Peter Block writes that stewardship is being accountable for the well-being of the larger organization by operating in service rather than control. That’s the cleanest articulation of it I’ve found. But the way I’ve come to live it is simpler.
Stewardship is careful, responsible management of something entrusted to me, rather than possessed by me.
In every team, every project, every role I’ve been handed over thirty years, that’s the orientation I’ve tried to hold. Not always perfectly. But it’s the north star I keep returning to. The work, the metrics, the deliverables: those matter. But what matters more is the long-term health of the people doing the work. Their dignity. Their autonomy. Their capability after I’m gone.
For the most part, I will own the mistakes of the people in my care while coaching them to grow past those mistakes. The exceptions are when someone makes an unethical decision. That’s theirs to carry. But the day-to-day errors of people trying to do their best? Those are mine to absorb. That’s the deal I’ve always made with the teams I’ve led.
Which brings me to this year.
Earlier this year, I was asked to take over a role inside our operation that wasn’t quite working. The process wasn’t broken exactly. People were doing the work, progress was being made, the role had a purpose. But it had been built for a different time, and the way the organization had evolved had outpaced what the role was equipped to handle.
So I did what I’ve done many times before. I stepped in. I listened. I worked with the people doing the work. Not around them, not above them, but with them. We made changes that were uncomfortable before they became useful. Friction before flow.
Over time, the role started functioning the way it needed to. The conversations got clearer. The hand-offs improved. The teams collaborated more effectively. It became something I was proud of.
Then my boss floated the idea of handing it off to someone else.
And I was disappointed.
That disappointment is what made me write this.
Because the moment I felt it, I recognized something in myself I should have caught sooner: I had stopped holding the work as a steward and started holding it as an owner. The whole philosophy I’d built a career around — entrusted to me, not possessed by me — and I’d quietly drifted from one to the other without noticing.
That’s the part stewardship doesn’t tell you about. The slip is silent. You don’t wake up one morning and decide to start gripping something. You just start caring about it, and the care builds, and somewhere along the way the caring tips into ownership, and you don’t notice until someone tries to take it from you.
In corporate life, we attach our value to what we own. My role. My process. My dashboard. My improvements. My way of doing things. The pronouns are seductive.
But real impact isn’t always measured by how tightly we hold something. Sometimes it’s measured by what becomes possible after we let it go.
If something only works because I’m personally holding it together, then I’ve created dependency. If something can be handed off, sustained, and improved by someone else, then I’ve helped create capability.
That’s a different kind of reward. And it’s the only one that actually proves I was doing the work as a steward.

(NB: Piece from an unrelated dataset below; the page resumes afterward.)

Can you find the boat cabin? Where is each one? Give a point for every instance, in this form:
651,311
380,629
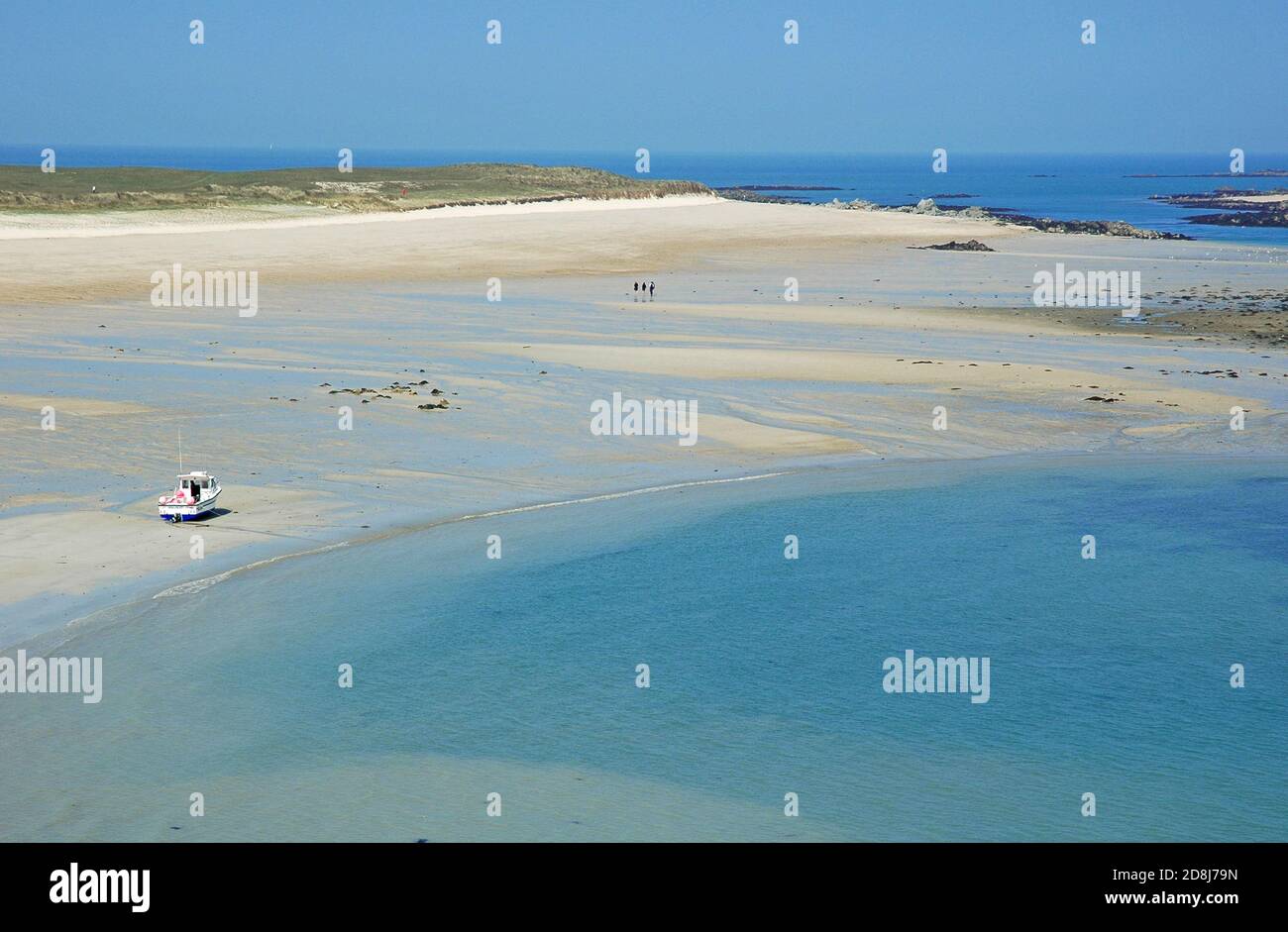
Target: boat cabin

The handoff is still difficult. I don’t want to pretend otherwise. Pride and loss can sit at the same table.
But pride and loss aren’t the same thing as ownership and grief. Pride is allowed to stay. Ownership is what I need to let go of.
So I’m letting go.
The work will be carried forward by someone else. They’ll find things I missed. They’ll bring perspectives I didn’t have. They’ll improve what I built, the same way I improved what was there before I arrived.
That’s the second mouse. Always was.
And maybe that’s the real lesson behind the saying.
Sometimes you’re asked to go first. Sometimes you’re asked to learn from the person who did. And sometimes you’re asked to build something strong enough that the next person can step in and make it better still.
That last one might be the hardest.
It might also be the clearest evidence that you held the work the way it was supposed to be held.
Not as yours.
As theirs, in your care, for a while.